Harsh reality.

I've heard the phrase, "Home is where the heart is." That's mostly true, I guess, but I'm a firm believer that home is where my parents are. And where the dog is. And where, if I want, I can eat an egg sandwich at 11 p.m., and mom will make it. It's also where I go to pretend real life is fake. And where I go to forget I have responsibilities. Like a job, cats to feed, air to breathe.

That's what home has always been to me. My safe place. Home has never been where I live. The place where my bed belongs, where The Cats sleep, and where I blow dry my hair every morning. That's just where I live. The place I have to regularly clean and pay for.

Home is parents. Safety. DVR.

So it's sort of harsh to suddenly realize I'm an adult. That home is no longer that place because I have to have my own home. I have to be my own security. I can't escape reality for even a weekend to eat egg sandwiches and walk the dog, because no matter how hard I try, I'm not 16. I have to be 25. All the time.
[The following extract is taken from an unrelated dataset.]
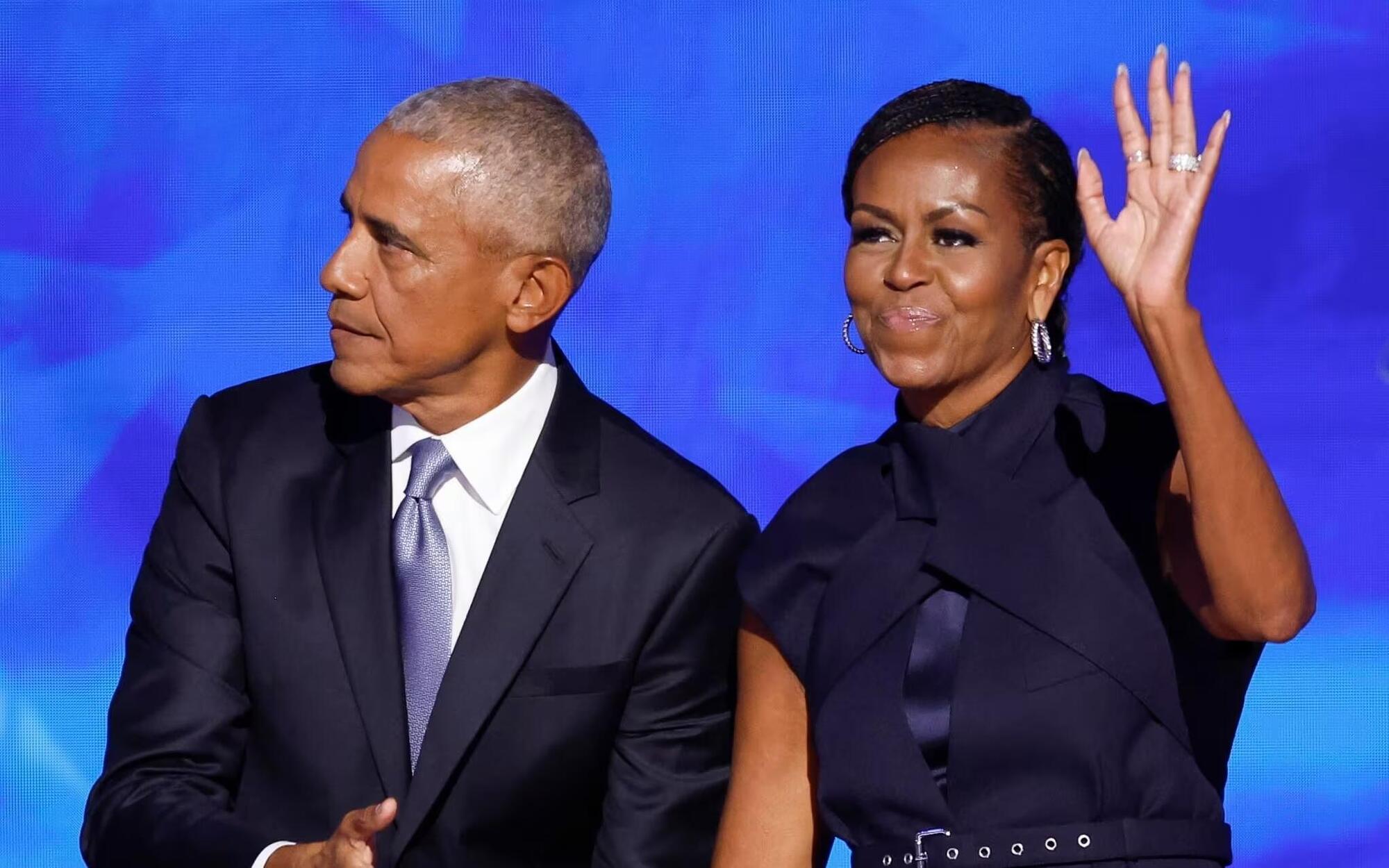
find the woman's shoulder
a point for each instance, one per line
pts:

Whose idea was that? And may I please have a word?

I've been doing my best to play adult for the weekend. To pretend where I live is home. It was mildly successful, and I can say now, at 10 p.m., that I did a good job. So far. I returned movies to the video store, books to the library. I made chili, in a brand new, giant crock pot. I made it myself, with my own ingredients, because I didn't need anyone to tell me how anymore.

My car got an oil change and a wash, and I went for a seven-and-a-half mile run, because I could. And because I wanted to. Because I'm an adult. I relaxed on the couch, read my book, realized that maybe this is home. And that's kind of fun.

Maybe I can be a grownup and make my own egg sandwiches. But that doesn't mean I want to.